DABBS: I’m a full-time professor in the sequential art and foundations studies departments at Savannah College of Art and Design’s Atlanta campus. The students and fellow professors are amazing. All of the professors, like Shawn Crystal, Chris Schweizer, Nolan Woodard, Chris Starros, and June Brigman, are currently working in the comics industry and are extremely talented. I also spend a lot of time with my wife, Nicole. So teaching and spending time with my wife take up the most amount of time outside of comics.

BF: Are they any comics or TV shows that you’re loving right now?

BOWDEN: How good is The Walking Dead right now? Oh my God this f*cking show! The characters are real, the zombies drive the story without being the focus. It’s that hour of television you look forward to each week. But Holliday benefits mostly from my love of HBO’s The Wire, from David Simon. It is simply brilliant. The Wire shows us the drama in our own reality that we all look right past everyday. It is easily my favorite bit of story telling because it unfolds so slowly, pulls no punches and it has something to say. Any fan of the show will see its obvious influence on our book.
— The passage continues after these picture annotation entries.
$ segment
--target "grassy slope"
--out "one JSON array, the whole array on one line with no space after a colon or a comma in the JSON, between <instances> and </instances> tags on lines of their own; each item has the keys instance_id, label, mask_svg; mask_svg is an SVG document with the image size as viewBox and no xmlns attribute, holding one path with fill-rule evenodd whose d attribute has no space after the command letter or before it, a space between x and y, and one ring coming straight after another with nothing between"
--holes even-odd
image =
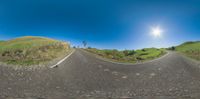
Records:
<instances>
[{"instance_id":1,"label":"grassy slope","mask_svg":"<svg viewBox=\"0 0 200 99\"><path fill-rule=\"evenodd\" d=\"M95 48L86 49L89 52L95 53L101 57L110 59L116 62L136 63L138 61L151 60L165 54L164 49L145 48L142 50L99 50Z\"/></svg>"},{"instance_id":2,"label":"grassy slope","mask_svg":"<svg viewBox=\"0 0 200 99\"><path fill-rule=\"evenodd\" d=\"M26 36L0 42L0 60L8 64L37 65L69 50L69 44L42 37Z\"/></svg>"},{"instance_id":3,"label":"grassy slope","mask_svg":"<svg viewBox=\"0 0 200 99\"><path fill-rule=\"evenodd\" d=\"M196 60L200 60L200 42L186 42L176 47L176 51L191 57Z\"/></svg>"}]
</instances>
DABBS: There are many comics that have influenced me in one way or another, but the most current one is Vertigo’s Scalped. Jason Aaron is one of the best writers in the industry and R.M. Guéra’s art, especially environments, is a constant influence.

I don’t want a lot of TV, but when I do, it’s usually Breaking Bad, Walking Dead, or Game of Thrones. When drawing, I’ll put in past episodes or listen to commentaries of The Wire, Deadwood, Arrested Development, The Wire, any soccer and NFL game, or The Wire. Oh yeah, The Wire is really good too.

I also watch a lot of movies. I love movies for not only their entertainment value, but also for studying the storytelling medium. You can’t go wrong with Hitchcock for entertainment and amazing storytelling. I actually have a top five, ten, and twenty list of my favorite films – it’s sad, I know.

Holliday is a 192 page, black and white original graphic novel from Nate Bowden and Doug Dabbs. It will be released by Oni Press on May 23. It retails for $19.99.